You can access the raw operation, passing any value you like as the key or data, using Lua's table syntax. "Get" is spelled tab[key]
, and "put" is spelled tab[key] = value
. Syntax like tab.username
is translated to tab["username"]
for you, which means you can use syntax that's more convenient and conventional, but the semantics are governed by the underlying operation.
In Rust, with structured data, there's no generic get or put operation. Instead, each structure defines a family of operations - two per field, one for setting only and exactly that field and one for retrieving the most recent value. The collection of these operations that are valid in any given program is defined by the declaration of the type.
For example, given
struct Signup {
username: String,
email: String,
}
then there is an operation that takes a Signup value and returns the username, and an operation that takes a Signup value and a String and modifies the Signup so that future calls to the username-retrieving function return the new value. Ditto for the email field - there's a get operation specific to that field, and a set operation. They're spelled signup.username
, signup.username = value
, signup.email
, and signup.email = value
.
This is a surprisingly fundamental difference. For example, it implies that code that tries to access a field which is not declared simply won't compile - the operation it's trying to invoke does not exist. In Lua, the operation does exist, and will set the field you asked for, even if other code operating on that value has no idea that field could have useful information in it. It also means that there's little need in Rust for functions like Lua's keys(tab)
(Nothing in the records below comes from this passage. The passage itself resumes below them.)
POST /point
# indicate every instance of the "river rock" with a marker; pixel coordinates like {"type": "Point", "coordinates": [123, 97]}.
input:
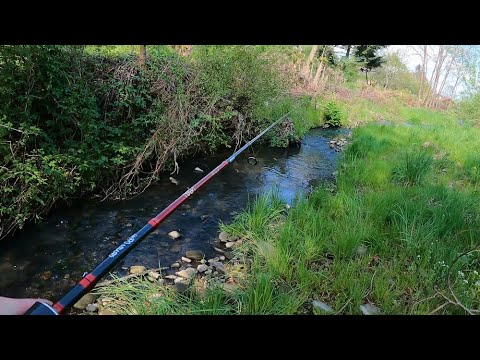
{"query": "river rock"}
{"type": "Point", "coordinates": [137, 269]}
{"type": "Point", "coordinates": [174, 234]}
{"type": "Point", "coordinates": [154, 296]}
{"type": "Point", "coordinates": [179, 279]}
{"type": "Point", "coordinates": [195, 254]}
{"type": "Point", "coordinates": [181, 287]}
{"type": "Point", "coordinates": [230, 288]}
{"type": "Point", "coordinates": [219, 266]}
{"type": "Point", "coordinates": [322, 306]}
{"type": "Point", "coordinates": [46, 275]}
{"type": "Point", "coordinates": [92, 307]}
{"type": "Point", "coordinates": [154, 274]}
{"type": "Point", "coordinates": [369, 309]}
{"type": "Point", "coordinates": [224, 237]}
{"type": "Point", "coordinates": [361, 250]}
{"type": "Point", "coordinates": [202, 268]}
{"type": "Point", "coordinates": [265, 249]}
{"type": "Point", "coordinates": [85, 300]}
{"type": "Point", "coordinates": [107, 312]}
{"type": "Point", "coordinates": [187, 273]}
{"type": "Point", "coordinates": [228, 255]}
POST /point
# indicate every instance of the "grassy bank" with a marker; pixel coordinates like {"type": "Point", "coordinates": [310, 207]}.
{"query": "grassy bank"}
{"type": "Point", "coordinates": [399, 231]}
{"type": "Point", "coordinates": [80, 121]}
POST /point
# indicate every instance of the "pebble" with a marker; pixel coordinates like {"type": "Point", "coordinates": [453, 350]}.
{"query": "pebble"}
{"type": "Point", "coordinates": [202, 268]}
{"type": "Point", "coordinates": [137, 269]}
{"type": "Point", "coordinates": [174, 234]}
{"type": "Point", "coordinates": [322, 306]}
{"type": "Point", "coordinates": [369, 309]}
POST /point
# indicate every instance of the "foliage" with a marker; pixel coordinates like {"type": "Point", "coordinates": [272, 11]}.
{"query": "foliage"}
{"type": "Point", "coordinates": [368, 55]}
{"type": "Point", "coordinates": [76, 120]}
{"type": "Point", "coordinates": [333, 114]}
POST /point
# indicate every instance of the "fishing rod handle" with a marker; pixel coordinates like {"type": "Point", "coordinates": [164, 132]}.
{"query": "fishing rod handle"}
{"type": "Point", "coordinates": [40, 308]}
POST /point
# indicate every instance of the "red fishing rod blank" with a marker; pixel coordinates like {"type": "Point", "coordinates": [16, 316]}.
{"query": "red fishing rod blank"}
{"type": "Point", "coordinates": [89, 280]}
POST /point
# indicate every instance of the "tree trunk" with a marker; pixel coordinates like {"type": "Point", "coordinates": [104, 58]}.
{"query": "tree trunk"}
{"type": "Point", "coordinates": [142, 56]}
{"type": "Point", "coordinates": [320, 68]}
{"type": "Point", "coordinates": [439, 65]}
{"type": "Point", "coordinates": [348, 51]}
{"type": "Point", "coordinates": [423, 73]}
{"type": "Point", "coordinates": [447, 72]}
{"type": "Point", "coordinates": [310, 59]}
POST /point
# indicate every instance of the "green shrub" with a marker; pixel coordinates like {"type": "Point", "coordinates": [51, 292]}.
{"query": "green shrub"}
{"type": "Point", "coordinates": [333, 114]}
{"type": "Point", "coordinates": [412, 168]}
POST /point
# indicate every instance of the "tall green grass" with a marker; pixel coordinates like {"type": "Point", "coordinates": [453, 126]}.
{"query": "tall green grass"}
{"type": "Point", "coordinates": [400, 231]}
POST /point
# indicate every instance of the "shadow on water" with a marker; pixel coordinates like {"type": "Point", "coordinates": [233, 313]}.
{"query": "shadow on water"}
{"type": "Point", "coordinates": [46, 259]}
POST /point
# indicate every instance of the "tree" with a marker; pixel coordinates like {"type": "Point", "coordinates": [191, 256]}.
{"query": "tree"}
{"type": "Point", "coordinates": [368, 55]}
{"type": "Point", "coordinates": [142, 56]}
{"type": "Point", "coordinates": [306, 69]}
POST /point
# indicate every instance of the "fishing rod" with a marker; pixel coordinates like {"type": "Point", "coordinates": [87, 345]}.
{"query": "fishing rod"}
{"type": "Point", "coordinates": [90, 280]}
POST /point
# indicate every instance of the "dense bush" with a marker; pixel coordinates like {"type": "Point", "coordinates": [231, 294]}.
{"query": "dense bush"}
{"type": "Point", "coordinates": [333, 114]}
{"type": "Point", "coordinates": [75, 121]}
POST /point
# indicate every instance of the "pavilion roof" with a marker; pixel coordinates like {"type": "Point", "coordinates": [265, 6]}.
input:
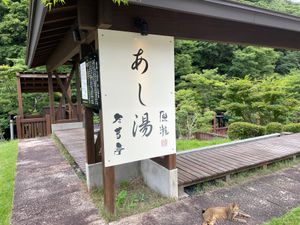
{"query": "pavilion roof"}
{"type": "Point", "coordinates": [50, 40]}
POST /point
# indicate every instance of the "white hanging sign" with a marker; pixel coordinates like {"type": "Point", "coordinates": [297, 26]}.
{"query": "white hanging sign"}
{"type": "Point", "coordinates": [138, 99]}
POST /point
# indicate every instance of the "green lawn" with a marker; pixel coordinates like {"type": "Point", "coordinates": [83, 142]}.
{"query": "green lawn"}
{"type": "Point", "coordinates": [8, 157]}
{"type": "Point", "coordinates": [192, 144]}
{"type": "Point", "coordinates": [291, 218]}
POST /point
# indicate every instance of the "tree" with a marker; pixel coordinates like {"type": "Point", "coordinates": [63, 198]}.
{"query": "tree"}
{"type": "Point", "coordinates": [208, 85]}
{"type": "Point", "coordinates": [238, 100]}
{"type": "Point", "coordinates": [288, 60]}
{"type": "Point", "coordinates": [253, 61]}
{"type": "Point", "coordinates": [189, 115]}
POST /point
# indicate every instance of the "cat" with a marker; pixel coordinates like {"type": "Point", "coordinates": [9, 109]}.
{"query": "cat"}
{"type": "Point", "coordinates": [230, 212]}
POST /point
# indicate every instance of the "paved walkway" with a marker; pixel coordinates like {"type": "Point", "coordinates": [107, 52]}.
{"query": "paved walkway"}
{"type": "Point", "coordinates": [201, 165]}
{"type": "Point", "coordinates": [263, 198]}
{"type": "Point", "coordinates": [47, 191]}
{"type": "Point", "coordinates": [74, 141]}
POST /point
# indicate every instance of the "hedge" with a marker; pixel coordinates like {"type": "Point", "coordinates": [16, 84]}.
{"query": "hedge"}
{"type": "Point", "coordinates": [274, 127]}
{"type": "Point", "coordinates": [243, 130]}
{"type": "Point", "coordinates": [292, 127]}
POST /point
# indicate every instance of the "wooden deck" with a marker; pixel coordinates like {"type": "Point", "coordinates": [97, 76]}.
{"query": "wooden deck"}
{"type": "Point", "coordinates": [197, 166]}
{"type": "Point", "coordinates": [203, 165]}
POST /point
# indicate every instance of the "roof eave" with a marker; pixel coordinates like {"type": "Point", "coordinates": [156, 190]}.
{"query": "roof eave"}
{"type": "Point", "coordinates": [227, 10]}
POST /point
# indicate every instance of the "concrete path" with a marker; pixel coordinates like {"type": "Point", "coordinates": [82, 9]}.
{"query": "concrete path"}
{"type": "Point", "coordinates": [47, 191]}
{"type": "Point", "coordinates": [263, 198]}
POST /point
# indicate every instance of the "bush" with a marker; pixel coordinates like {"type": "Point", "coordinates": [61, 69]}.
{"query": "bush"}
{"type": "Point", "coordinates": [242, 130]}
{"type": "Point", "coordinates": [292, 127]}
{"type": "Point", "coordinates": [274, 127]}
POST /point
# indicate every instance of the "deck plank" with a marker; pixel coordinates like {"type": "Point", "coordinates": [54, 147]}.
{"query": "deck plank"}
{"type": "Point", "coordinates": [228, 159]}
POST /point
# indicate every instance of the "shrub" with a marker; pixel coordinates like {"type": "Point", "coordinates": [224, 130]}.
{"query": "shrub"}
{"type": "Point", "coordinates": [274, 127]}
{"type": "Point", "coordinates": [292, 127]}
{"type": "Point", "coordinates": [242, 130]}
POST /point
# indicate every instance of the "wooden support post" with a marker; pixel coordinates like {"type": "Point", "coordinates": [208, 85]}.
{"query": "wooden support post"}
{"type": "Point", "coordinates": [19, 127]}
{"type": "Point", "coordinates": [227, 178]}
{"type": "Point", "coordinates": [51, 97]}
{"type": "Point", "coordinates": [71, 106]}
{"type": "Point", "coordinates": [65, 92]}
{"type": "Point", "coordinates": [109, 188]}
{"type": "Point", "coordinates": [98, 154]}
{"type": "Point", "coordinates": [265, 166]}
{"type": "Point", "coordinates": [20, 99]}
{"type": "Point", "coordinates": [78, 92]}
{"type": "Point", "coordinates": [63, 100]}
{"type": "Point", "coordinates": [105, 14]}
{"type": "Point", "coordinates": [108, 176]}
{"type": "Point", "coordinates": [48, 124]}
{"type": "Point", "coordinates": [89, 136]}
{"type": "Point", "coordinates": [215, 123]}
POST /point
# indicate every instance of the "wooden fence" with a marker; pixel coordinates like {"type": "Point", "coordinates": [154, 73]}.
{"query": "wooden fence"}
{"type": "Point", "coordinates": [221, 131]}
{"type": "Point", "coordinates": [33, 127]}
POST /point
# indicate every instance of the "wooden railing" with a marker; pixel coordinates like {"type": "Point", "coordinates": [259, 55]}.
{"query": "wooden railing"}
{"type": "Point", "coordinates": [221, 130]}
{"type": "Point", "coordinates": [33, 127]}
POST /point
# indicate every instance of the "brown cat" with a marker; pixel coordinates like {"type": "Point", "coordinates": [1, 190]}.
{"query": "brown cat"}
{"type": "Point", "coordinates": [212, 215]}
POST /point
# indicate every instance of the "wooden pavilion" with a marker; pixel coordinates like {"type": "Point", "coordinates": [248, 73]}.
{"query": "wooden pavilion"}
{"type": "Point", "coordinates": [69, 31]}
{"type": "Point", "coordinates": [30, 126]}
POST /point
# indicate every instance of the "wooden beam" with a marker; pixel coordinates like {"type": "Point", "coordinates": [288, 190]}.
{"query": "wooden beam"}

, since there's no way for code to generically access fields by key in the first place.
Rust's approach is a common approach shared by a lot of compiled and statically-typed languages. It requires noticably more work from the programmer in a lot of cases, because every type your program operates on needs to be specified somewhere, whereas in Lua a structure can be defined by use in an ad-hoc way. On the other hand, Rust can tell you if you make a spelling mistake or try to assign to a field that isn't expected to exist; Lua can't, because it has no mechanism to distinguish that from any other get or put to a field in a table. Rust can also tell you if you accidentally try to assign a number or an array to a Signup
's string-valued username field; Lua can't, because there's no specification to tell it that that is a mistake in the first place.
Tuples are equivalent to structs, save that the fields are named .0
, .1
, and so on instead of .username
and .email
. I mean that literally - the two categories of type have identical semantics, and differ only in syntax. Tuples are useful when it's not meaningful to give each element of your structure a name, but otherwise they're interchangeable.
Arrays (and slices) are a little more complicated. Unlike a struct or a tuple, an array can only store values of a single type - but the accessor for that data is an operation that takes an array and a usize
(the index), and returns a value, while the modifier is an operation that takes an array, an index, and an new value, and modifies the array at that index. The syntax for this will be familiar: arr[idx]
retrieves a value, and arr[idx] = val
sets it. They're more like Lua tables than structs are, because do allow modifying values using a key determined at runtime, but they're not identical. For example, accessing or storing a value at an index that's greater than or equal to an array's size will immediately panic your program, whereas Lua will treat it like any other table key and store/retrieve the value. And, unlike Lua, the only valid type for the index is usize
, not any arbitrary value you happen to have on hand.
I think the thread got a little astray on why this matters in the process of discussing the data structure most like a Lua table (HashMap
and friends). The differences you're asking about, and the ones that make the most practical impact on programming in each language, are less about how you might translate table code to Rust, and more about how the difference in the design of the languages' respective data structure systems impacts programmer experience.